Six-year-old Abbi Bennett has a rare-muscle wasting condition, which causes her muscles to weaken and waste over time, leading to increasing and severe disability.
She is one of 70,000 children and adults with some form of Muscular Dystrophy.
Parents, campaigners and MPs are working to speed up access to rare disease drugs to treat but not yet cure this.
Parents fear that the ‘race against time’ for their children to be treated may be lost through delays in licensing these treatments.
MPs last year published a report which revealed hundreds of children with life-shortening conditions could face waits for treatments.
Early-stage trials into a potential treatment for Abbi’s condition are beginning in the US and her parents hope further trials might be held here.
Even a year could see a significant deterioration in Abbi’s muscles. She can now just about walk ten metres but next year it might only be two.

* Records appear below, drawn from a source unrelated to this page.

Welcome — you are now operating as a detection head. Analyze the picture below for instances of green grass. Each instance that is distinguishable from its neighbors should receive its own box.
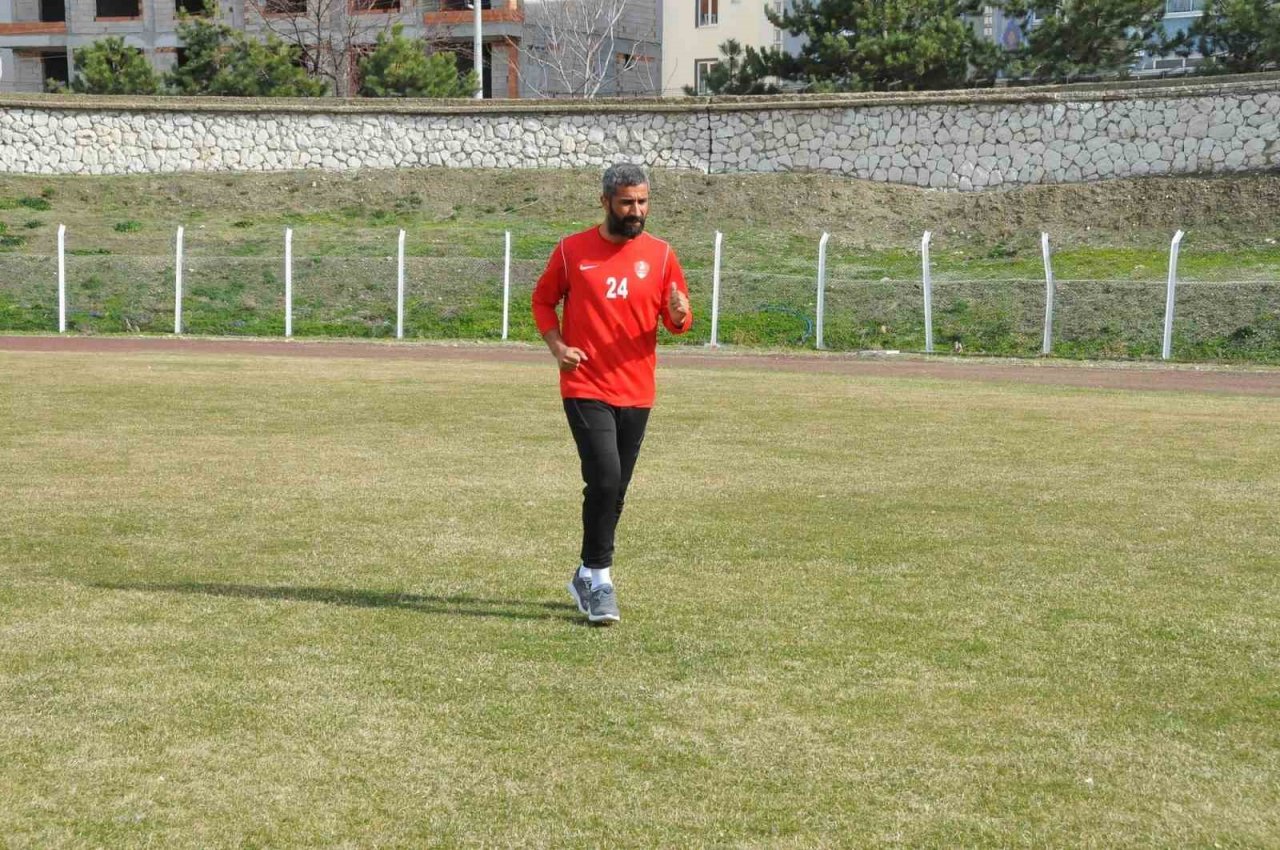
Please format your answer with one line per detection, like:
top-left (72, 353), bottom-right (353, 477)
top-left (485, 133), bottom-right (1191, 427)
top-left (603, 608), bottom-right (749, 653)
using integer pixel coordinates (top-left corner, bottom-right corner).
top-left (0, 353), bottom-right (1280, 847)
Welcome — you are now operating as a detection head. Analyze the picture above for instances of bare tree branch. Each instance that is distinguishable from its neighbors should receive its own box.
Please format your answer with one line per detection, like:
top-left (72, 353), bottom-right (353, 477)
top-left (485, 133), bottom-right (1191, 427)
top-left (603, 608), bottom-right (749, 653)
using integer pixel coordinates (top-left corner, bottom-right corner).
top-left (520, 0), bottom-right (658, 97)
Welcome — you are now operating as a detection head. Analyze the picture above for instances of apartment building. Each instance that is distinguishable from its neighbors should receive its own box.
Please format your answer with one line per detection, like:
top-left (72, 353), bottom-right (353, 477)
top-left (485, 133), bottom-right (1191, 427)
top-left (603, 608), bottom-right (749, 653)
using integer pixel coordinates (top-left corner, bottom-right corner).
top-left (0, 0), bottom-right (662, 97)
top-left (662, 0), bottom-right (800, 97)
top-left (973, 0), bottom-right (1208, 77)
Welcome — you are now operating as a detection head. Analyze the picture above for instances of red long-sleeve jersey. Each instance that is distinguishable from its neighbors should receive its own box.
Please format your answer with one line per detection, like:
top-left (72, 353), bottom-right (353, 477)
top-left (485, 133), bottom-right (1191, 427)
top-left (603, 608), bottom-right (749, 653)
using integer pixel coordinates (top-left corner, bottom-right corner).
top-left (534, 228), bottom-right (694, 407)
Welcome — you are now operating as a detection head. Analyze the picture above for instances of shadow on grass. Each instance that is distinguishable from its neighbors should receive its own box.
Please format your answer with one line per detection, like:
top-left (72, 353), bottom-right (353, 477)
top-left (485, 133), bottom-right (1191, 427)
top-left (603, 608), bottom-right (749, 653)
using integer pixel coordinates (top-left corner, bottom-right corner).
top-left (90, 581), bottom-right (585, 622)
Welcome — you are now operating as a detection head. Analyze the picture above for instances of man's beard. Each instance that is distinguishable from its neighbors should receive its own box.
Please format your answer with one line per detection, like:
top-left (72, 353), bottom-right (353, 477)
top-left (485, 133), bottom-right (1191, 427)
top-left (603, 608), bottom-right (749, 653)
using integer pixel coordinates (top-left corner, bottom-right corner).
top-left (604, 210), bottom-right (644, 239)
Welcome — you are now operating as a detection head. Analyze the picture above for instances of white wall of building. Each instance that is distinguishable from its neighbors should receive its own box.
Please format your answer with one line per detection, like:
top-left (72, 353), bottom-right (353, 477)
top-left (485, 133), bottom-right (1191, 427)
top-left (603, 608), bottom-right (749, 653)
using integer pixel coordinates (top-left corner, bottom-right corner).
top-left (662, 0), bottom-right (781, 97)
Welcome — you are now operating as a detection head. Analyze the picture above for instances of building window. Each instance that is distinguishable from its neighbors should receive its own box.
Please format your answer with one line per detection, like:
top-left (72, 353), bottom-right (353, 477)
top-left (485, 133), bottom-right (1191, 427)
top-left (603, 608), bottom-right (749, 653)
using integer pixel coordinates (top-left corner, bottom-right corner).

The Bennetts understandably stress that any safe and effective treatment needs to reach their daughter urgently. They fear that it might take a decade for Abbi to benefit from potential treatments.
Along with the active Muscular Dystrophy campaign, I took Abbi’s father to meet health minister Earl Howe.
This issue is cross-party and humanitarian. The minister was sympathetic and myself and other MPs will help keep up the pressure for the sake of Abbi and all those affected by this cruel disease.